Richard commented, “Let me guess, he isn’t here to take my picture.”

“Can I ask this scoundrel a question?”
Kish asked the detective.

“No question is needed for now. Questions can wait,” said Lot, “Now, we need to clear up the mess around.”

The doctor stood up, pushed his spectacles up to the top of his nose with the middle finger of his ringless left hand, and consulted his wrist-watch,
“It’s almost ten, we have to move the body to the morgue before the morning sun starts darkening it.”

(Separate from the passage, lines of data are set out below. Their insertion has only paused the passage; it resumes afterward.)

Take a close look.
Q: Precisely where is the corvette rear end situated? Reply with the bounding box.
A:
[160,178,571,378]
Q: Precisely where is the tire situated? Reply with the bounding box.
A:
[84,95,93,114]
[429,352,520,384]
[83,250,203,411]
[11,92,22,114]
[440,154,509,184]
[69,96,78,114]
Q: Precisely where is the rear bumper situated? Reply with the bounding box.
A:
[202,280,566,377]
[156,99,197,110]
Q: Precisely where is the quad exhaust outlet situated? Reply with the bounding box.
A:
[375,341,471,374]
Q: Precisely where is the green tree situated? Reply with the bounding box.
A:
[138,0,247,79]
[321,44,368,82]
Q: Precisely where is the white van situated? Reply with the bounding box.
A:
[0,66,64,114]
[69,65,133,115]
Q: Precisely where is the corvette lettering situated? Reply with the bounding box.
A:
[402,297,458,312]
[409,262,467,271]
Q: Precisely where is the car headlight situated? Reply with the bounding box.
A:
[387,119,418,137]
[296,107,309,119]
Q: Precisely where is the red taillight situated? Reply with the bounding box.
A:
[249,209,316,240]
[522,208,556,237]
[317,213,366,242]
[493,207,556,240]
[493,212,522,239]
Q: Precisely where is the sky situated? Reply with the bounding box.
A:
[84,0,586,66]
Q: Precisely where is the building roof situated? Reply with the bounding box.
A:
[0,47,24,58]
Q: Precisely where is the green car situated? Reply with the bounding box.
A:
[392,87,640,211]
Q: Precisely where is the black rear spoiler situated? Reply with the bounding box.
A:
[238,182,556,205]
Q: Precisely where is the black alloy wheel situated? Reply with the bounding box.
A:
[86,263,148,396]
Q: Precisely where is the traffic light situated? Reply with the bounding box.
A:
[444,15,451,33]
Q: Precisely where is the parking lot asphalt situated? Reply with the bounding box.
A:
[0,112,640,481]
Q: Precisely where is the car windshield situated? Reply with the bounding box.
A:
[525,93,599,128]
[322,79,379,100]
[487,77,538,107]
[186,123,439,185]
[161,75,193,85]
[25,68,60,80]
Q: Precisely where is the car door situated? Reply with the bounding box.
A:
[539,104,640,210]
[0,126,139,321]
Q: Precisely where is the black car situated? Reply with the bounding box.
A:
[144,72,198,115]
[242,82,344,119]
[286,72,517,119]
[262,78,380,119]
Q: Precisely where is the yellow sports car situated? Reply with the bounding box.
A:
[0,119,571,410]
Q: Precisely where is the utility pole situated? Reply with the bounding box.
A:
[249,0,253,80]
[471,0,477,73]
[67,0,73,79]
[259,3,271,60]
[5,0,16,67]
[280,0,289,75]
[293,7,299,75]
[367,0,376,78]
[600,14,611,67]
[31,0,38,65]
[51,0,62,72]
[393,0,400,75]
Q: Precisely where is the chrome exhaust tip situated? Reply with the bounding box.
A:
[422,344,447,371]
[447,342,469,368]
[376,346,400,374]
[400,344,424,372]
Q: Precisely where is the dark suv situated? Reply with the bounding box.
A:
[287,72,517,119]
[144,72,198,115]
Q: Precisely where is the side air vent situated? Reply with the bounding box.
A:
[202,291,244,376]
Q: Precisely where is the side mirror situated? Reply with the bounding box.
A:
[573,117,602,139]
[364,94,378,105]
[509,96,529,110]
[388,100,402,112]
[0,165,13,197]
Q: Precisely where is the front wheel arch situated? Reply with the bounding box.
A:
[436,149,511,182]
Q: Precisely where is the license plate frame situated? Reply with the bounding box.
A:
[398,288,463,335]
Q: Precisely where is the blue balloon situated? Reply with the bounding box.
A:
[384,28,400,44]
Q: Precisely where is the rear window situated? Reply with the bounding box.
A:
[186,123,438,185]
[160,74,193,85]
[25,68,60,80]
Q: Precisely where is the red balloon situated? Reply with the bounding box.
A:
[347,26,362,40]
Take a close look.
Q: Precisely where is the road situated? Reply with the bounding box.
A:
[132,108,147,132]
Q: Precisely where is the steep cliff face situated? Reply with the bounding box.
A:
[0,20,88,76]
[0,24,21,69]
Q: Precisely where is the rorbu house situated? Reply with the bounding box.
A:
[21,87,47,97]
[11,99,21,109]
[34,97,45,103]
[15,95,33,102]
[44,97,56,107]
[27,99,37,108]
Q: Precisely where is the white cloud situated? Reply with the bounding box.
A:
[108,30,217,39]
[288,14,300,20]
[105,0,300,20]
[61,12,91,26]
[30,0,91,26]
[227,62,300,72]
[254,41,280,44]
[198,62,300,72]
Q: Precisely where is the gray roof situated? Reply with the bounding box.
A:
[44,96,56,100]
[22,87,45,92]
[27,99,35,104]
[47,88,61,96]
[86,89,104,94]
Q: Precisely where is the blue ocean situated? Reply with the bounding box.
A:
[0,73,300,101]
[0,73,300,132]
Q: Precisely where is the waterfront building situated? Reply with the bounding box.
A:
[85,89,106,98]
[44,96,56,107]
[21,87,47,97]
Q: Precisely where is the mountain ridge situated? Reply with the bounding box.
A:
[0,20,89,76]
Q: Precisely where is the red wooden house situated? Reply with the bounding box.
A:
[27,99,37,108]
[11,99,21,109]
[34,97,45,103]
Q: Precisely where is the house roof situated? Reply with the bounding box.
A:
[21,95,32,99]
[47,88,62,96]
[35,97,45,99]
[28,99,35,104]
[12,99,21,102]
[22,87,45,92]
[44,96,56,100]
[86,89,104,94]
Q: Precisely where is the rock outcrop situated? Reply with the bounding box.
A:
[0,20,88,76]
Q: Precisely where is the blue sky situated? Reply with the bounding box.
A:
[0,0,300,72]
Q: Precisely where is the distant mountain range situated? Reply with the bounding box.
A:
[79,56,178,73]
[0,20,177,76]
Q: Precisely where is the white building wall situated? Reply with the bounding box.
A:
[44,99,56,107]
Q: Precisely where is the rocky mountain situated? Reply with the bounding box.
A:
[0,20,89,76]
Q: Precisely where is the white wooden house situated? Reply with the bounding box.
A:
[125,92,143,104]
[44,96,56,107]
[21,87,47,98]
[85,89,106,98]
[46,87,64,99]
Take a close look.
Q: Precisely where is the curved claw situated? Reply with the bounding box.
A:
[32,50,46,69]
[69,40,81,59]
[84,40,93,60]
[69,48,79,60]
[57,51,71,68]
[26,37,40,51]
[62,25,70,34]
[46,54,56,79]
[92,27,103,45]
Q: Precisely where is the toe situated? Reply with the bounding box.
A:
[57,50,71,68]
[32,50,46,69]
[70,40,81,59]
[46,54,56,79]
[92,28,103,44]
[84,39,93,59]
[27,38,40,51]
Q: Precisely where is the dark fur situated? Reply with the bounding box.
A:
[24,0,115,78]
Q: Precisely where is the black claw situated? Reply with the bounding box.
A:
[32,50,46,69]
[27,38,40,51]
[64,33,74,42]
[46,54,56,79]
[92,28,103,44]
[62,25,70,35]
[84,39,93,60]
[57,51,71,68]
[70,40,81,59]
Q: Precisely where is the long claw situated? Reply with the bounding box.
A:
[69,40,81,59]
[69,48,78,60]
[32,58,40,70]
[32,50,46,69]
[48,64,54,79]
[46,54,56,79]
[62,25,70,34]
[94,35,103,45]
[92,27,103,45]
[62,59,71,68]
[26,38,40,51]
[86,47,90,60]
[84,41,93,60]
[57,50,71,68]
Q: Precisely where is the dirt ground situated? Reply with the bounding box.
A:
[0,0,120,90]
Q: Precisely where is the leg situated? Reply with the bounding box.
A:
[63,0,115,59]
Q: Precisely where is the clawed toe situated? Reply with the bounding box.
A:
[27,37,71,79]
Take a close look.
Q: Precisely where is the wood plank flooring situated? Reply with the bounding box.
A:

Doctor Adam went outside in the wake of the others; he called his men and spoke to them. A wheeled-stretcher was carried out of the van, and Cain’s body that was put on it was covered with a black rubber sheet. The stretcher was slid into the back of the ambulance, the door slammed shut and the vehicle pulled slowly away, the siren beginning to m0an––destination, The State Morgue, for autopsy.

Before his departure, Doctor Adam called the detective aside and told him something, Lot nodded and shook the doctor’s hand appreciatively.

Without any other person around knowing, the doctor had just told Detective Georges Lot the estimated time of death of the deceased.